On Oct. 16, 1995, African-American males descended in droves on the District of Columbia for a historic gathering on the National Mall. Prophetically dubbed the Million Man March ahead of time, the gathering lived up to its billing, with anywhere between 1 and 2 million brothers attending – depending upon the news source.
Over the course of the day-long event, organized by Minister Louis Farrakhan and the Nation of Islam, the audience listened to such luminaries as the Rev. Al Sharpton, the Rev. Jesse Jackson, the Rev. Ben Chavis, Congressman Charles Rangel, Kwanzaa creator Ron Karenga, Stevie Wonder and Los Angeles Sentinel publisher Danny Bakewell. They heard from female leaders, too, including attorney Faye Williams, poet Maya Angelou, civil rights pioneer Rosa Parks, Dr. Dorothy Height and Dr. Betty Shabazz, the widow of the late Malcolm X, to name a few.
While the speeches touched on a range of themes, they unified to paint a touching picture of Black-on-Black love in stark contradiction to the prevailing negative images then disseminated by the mainstream media. All of the above has been faithfully preserved by director Glenn Towery in Long Live the Spirit of the Million Man March, a documentary serving as a priceless keepsake of what was also referred to as a “Day of Atonement.”

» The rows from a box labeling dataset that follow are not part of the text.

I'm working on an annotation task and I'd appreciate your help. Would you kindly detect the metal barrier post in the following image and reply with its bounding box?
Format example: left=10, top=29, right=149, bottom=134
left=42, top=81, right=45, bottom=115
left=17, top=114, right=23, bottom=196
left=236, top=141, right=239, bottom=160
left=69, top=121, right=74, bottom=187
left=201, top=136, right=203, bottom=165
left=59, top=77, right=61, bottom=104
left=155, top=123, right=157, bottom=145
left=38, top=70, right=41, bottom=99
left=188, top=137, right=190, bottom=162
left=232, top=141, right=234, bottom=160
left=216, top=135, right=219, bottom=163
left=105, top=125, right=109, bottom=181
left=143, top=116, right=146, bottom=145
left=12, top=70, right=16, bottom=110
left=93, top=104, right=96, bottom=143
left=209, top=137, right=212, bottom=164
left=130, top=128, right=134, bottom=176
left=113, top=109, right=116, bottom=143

To his credit, Towery, with the help of Kenyan cameraman Linus Leting, managed to capture not only what transpired up on the stage, but the intimate reflections of many lesser-known participants, who share from the heart just what the experience meant to them. Given the escalation of the host of woes affliction the Black community over the intervening years, that makes this memento of more optimistic times all the more priceless.